RPS26 depletion affects cells proliferation but does not inhibit global translation

The RPS26 is a component of the 40S ribosomal subunit and its inclusion or depletion from this subunit affects translation of selected mRNA but does not impact overall translation rate (Schütz et al, 2018; Ferretti et al, 2017; Havkin-Solomon et al, 2023; Yang & Karbstein, 2022; Gaikwad et al, 2021). For instance, in yeast cultured in stress conditions, Rps26 is disassociated from 40S subunit, which results in translation of different mRNA pool, especially those mRNAs encoding proteins implicated in stress response pathway (Ferretti et al, 2017; Yang & Karbstein, 2022).

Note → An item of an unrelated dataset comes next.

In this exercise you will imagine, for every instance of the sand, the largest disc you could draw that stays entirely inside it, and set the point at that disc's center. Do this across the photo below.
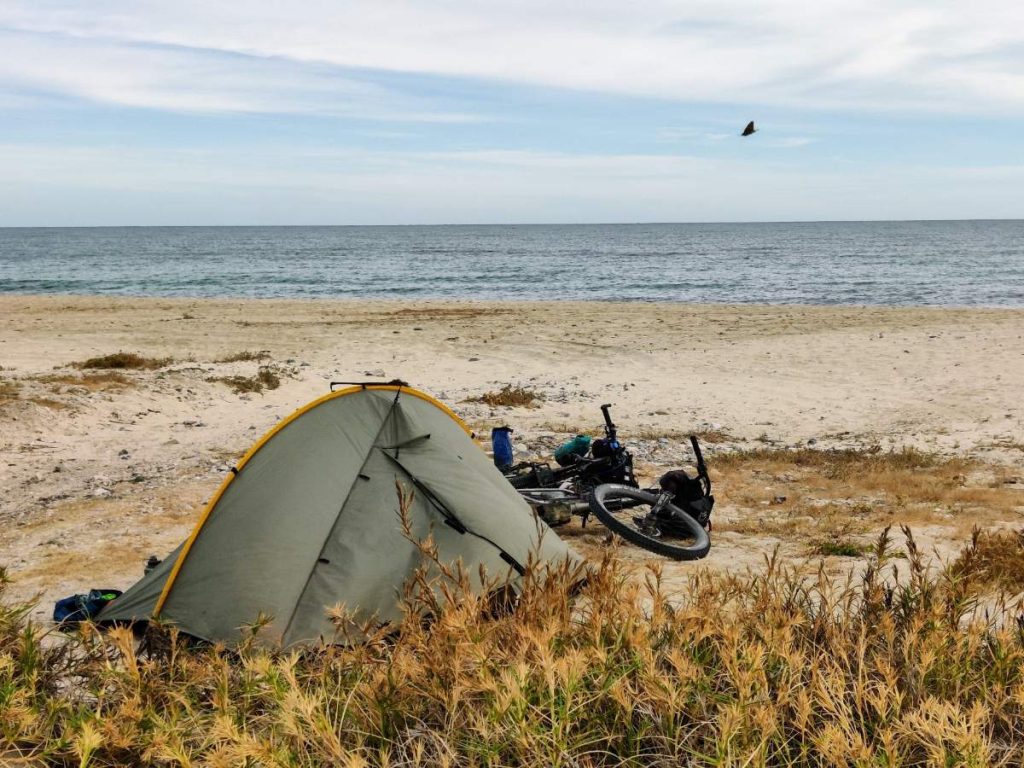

Moreover, it was shown that RPS26 is involved in translational regulation of selected mRNA contributing to the maintenance of pluripotency in murine embryonic stem cells (Li et al, 2022). Its C-terminal domain interacts with mRNA sequences upstream to the E-site of an actively translating ribosome (Pisarev et al, 2008; Hussain et al, 2014; Anger et al, 2013). This localization may be responsible for the regulation of efficient translation initiation (Pisarev et al, 2008; Havkin-Solomon et al, 2023), especially in a context of non-canonical RAN translation. Hence, these facts encouraged us to further investigate this protein in the context of CGGexp-related RAN translation.

It was recently demonstrated that RPS26 insufficiency affects cells viability (Havkin-Solomon et al, 2023), hence we asked if RPS26 silencing affects the proliferation rate of HEK293T cells. Forty-eight hours post RPS26 silencing, cells divided less frequently as their number was reduced by 34% in comparison to control siRNA treated cells (Figure 2A). Importantly, almost no dead cells were detected indicating that RPS26 depletion is not detrimental for the cells (Figure 2A). Given that RPS26 is crucial for 40S maturation (Plassart et al, 2021), we verified if RPS26 depletion affects global translation. Surface sensing of translation (SUnSET) assay (Schmidt et al, 2009) demonstrated that RPS26 insufficiency did not elicit significantly the global translation inhibition, as opposed to cycloheximide (CHX) treatment used as a positive control (Figure 2B).

RPS26 depletion affects proliferation of cells but does not inhibit global translation.

(A) The left graph represents the number of cells and right graph represents percentage (%) of dead cells positively stained with trypan blue after 48h post siRNA-induced silencing. Prior siRNA transfection equal amount of HEK293T cells were seeded (ca. 1 × 104). The graphs present means from N = 4 with SDs. FC, fold change. An unpaired Student’s t-test was used to calculate statistical significance: **, P < 0.01; ns, non-significant. Note, that the number of cells in samples treated with siRPS26 was lowered by 34% compared to siCtrl treated samples.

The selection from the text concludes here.